Soudain,   on entend au loin des crépitements de mitrailleuses.
  • Le village se vide, les bandes d'indigènes s'enfuient en désordre vers la montagne.
     
  • C'est la colonne de secours,
    commandée par le chef de bataillon Rouire qui arrive et avec elle la délivrance.
     
  • On assiste au spectacle poignant
     
    • d'un groupe d'hommes aux visages défaits et durcis,
    • de femmes échevelées et en sanglots,
    • d'enfants inconscients,

    se jetant hors de cette caserne qui avait failli être leur tombeau pour accueillir leurs libérateurs.

    Quelques uns ne peuvent se retenir de crier :     Vive la France.


Il était temps, car il ne restait plus que quelques cartouches aux défenseurs de la gendarmerie.


Malheureusement,
  • le jeune Boissonnade Louis,  18 ans,  diabétique,  qui a lutté au côté de son père,
    sera terrassé par la maladie.   Il décédera quelques heures plus tard après la libération de la caserne.


M. Marchal,  chef cantonnier du village,  sera retrouvé sain et sauf.
  • Il a été surpris par l’émeute au moment où il regagnait son domicile.
    Il est resté caché dans un champ de blé.
    La densité et la hauteur des épis à cette époque le dissimule.
     
  • Il va rester ainsi trente-six heures sans manger ni boire, exposé à la chaleur du jour comme
    au froid de la nuit,  entendant,  à quelques pas de lui,  passer les bandes d'émeutiers qui ne
    se doutent pas qu'il est là tapi,  tenaillé par l'angoisse.
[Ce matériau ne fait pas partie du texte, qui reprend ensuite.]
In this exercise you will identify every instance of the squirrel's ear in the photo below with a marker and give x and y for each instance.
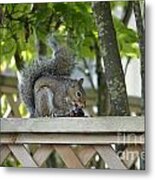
(81, 81)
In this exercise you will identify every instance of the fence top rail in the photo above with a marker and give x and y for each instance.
(73, 125)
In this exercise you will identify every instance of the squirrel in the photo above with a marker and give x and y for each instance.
(46, 88)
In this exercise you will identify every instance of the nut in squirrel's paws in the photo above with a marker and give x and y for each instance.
(77, 112)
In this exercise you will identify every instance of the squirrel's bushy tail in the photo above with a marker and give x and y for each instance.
(61, 65)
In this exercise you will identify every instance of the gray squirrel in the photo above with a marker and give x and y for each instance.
(46, 88)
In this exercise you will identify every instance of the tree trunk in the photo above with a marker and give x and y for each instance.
(141, 33)
(112, 61)
(102, 91)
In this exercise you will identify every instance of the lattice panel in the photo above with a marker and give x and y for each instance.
(72, 157)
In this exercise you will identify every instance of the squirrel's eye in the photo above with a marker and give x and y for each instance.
(78, 93)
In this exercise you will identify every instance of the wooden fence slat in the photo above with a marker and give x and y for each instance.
(85, 154)
(67, 125)
(28, 138)
(68, 156)
(42, 154)
(110, 157)
(130, 155)
(4, 152)
(22, 155)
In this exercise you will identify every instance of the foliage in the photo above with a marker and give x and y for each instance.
(23, 25)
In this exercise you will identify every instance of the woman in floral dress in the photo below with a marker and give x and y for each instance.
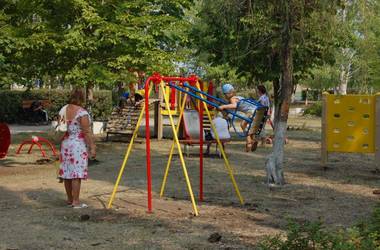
(74, 148)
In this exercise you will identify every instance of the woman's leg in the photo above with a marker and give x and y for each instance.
(69, 190)
(76, 191)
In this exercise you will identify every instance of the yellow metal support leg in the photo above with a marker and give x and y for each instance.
(127, 155)
(195, 209)
(182, 108)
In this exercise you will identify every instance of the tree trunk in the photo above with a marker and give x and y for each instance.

Ainsi se terminait,   après une lutte de trente heures,
  • l'épisode tragique et trop peu connu de la caserne de Gendarmerie de Chevreul,
    où une poignée de Français venait de donner, à travers les pires souffrances physiques et morales,
    le plus bel exemple de vertus nationales.



Deux historiens algériens
  • dans des thèses publiées en Algérie indiquent que lors des assauts du bordj de la gendarmerie
    dans le village de Chevreul, le nombre de victimes dans le rang des indigènes a été de :
     
    • 1981     Mahfoud Kaddache          127 tués
    • 1987     Redouane Aïnad-Tabet     375 tués.


On est en droit de ce poser la question suivante :
  • Les nombreux assaillants abattus lors de ces deux journées, sont-ils comptabilisé dans :
     
    • les victimes de la répression
      ou s’agit-il d’un cas de légitime défense !!!!